After application of topical anesthesia, Lipiodol (Lipiodol Ultra Fluide, 480 mg/ml, Guerbet, France) (Fig. 1A) was slowly injected into the lacrimal sac through a lacrimal cannula mounted on a luer-lock syringe. The endpoint was the first sign of regurgitation of the dye from the punctum. A CT scan was performed, and 0.6 mm axial, coronal, and reconstructed sagittal images were obtained. The lacrimal system was then irrigated with saline to remove the contrast. A week later, the same lacrimal system was injected with barium sulfate (Barium sulfuricum medana, 1 gm/ml, Polpharma SA, Starogard Gdanski, Poland), and similar CT imaging was obtained. The modified preparation of barium sulfate (Fig. 1B) was a mixture of one part each of commercial barium sulfate and sodium hyaluronate (1.4%, EyefillR C Cohesive, Bausch & Lomb, Berlin, Germany).
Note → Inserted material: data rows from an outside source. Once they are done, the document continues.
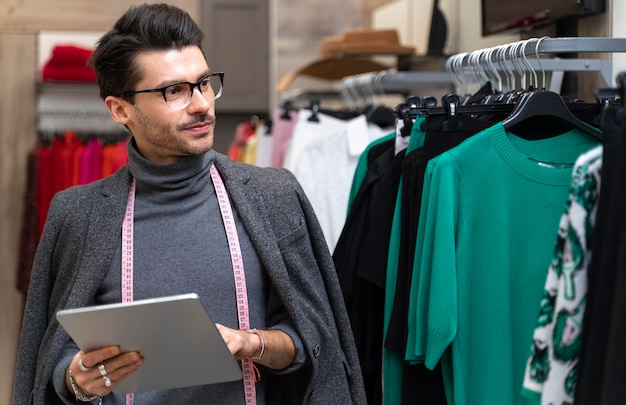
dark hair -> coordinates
[89,4,204,101]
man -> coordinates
[13,4,365,405]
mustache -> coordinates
[181,114,215,128]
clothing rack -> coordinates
[376,37,626,96]
[37,110,128,137]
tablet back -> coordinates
[56,294,242,394]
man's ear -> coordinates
[104,96,130,125]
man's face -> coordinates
[114,46,215,164]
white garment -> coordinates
[255,124,273,167]
[295,115,393,252]
[283,109,346,177]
The sodium hyaluronate is commonly used in several ophthalmic preparations.

Fig. 1
figure 1

External image demonstrating the contrast agents used: Lipiodol (A) and barium sulfate suspension (B).

3D reconstructions

These are performed using earlier published protocols8. In brief, once the CT-DCG images are obtained in axial, coronal, and sagittal sections, they were analyzed in HorosTM radiology software (Purview, USA) (Fig. 2A). 3D reconstructions were then performed and exported from the HorosTM in a 3D file format (.STL) for further processing with the MeshLabR software (Visual Computing Lab & ISTI-CNR, Italy) for model cleaning and simplification. The final processing is using the software BlenderR (Blender Foundation, Netherlands), where materials, colors, and textures are assigned before rendering high-resolution 3D images as .PNG image files (Fig. 2B). Four 3D images with both contrast agents were constructed for each of the fifteen lacrimal systems. They were assigned letters A-D (A-anterior view, B-posterior view, C-medial view, and D-lateral view) (Fig. 3). Barium sulfate and lipiodol images were assigned blue and yellow colors, respectively (Fig. 3).

Fig. 2
figure 2

CT-DCG sagittal section of a patient with a large nasolacrimal duct dacryolith reflected as a filling defect (red arrow, A). 3D-CTDCG reconstructed model demonstrating the accurate reconstruction of the dacryolith (B).

Fig. 3
figure 3

3D reconstructed CT-DCG of a patient with nasolacrimal duct stenosis (Left Panel, C12 A-D). Note the blue images are with barium sulfate and the yellow ones with lipiodol. Reconstructed images of a patient with dacryolith (Right Panel, C13 A-D). Compare the superiority of barium sulfate over lipiodol.

Parameters assessed

A three-dimensional object consists of a mesh of vertices (orange and black lines, Fig. 4A and B) connected by edges (red arrow, Fig. 4A). Edges create numerous defined faces on the surface of the 3D object (blue area, Fig. 4A; red area, Fig. 4B). The described structure enables the 3D software (BlenderR) to calculate the object volume (which reflects the filling ability of the dye) and the number of details (counted by the number of different faces creating the object) of the lacrimal drainage system (Fig. 4B), which were compared using lipiodol and barium for each of the fifteen lacrimal drainage system enrolled in the current study. Other parameters assessed include demographics, clinical presentation, complexities of the nasolacrimal duct obstruction, radiological features of CTDCG, and comparison outcomes between the contrast agents.

Fig. 4
figure 4

Characteristics of a 3D object. Note the vertices (orange lines), edges (red arrow) and faces (blue triangle) (A). The comparative filling and face details between the contrast agents being demonstrated in a 3D CT-DCG model (B).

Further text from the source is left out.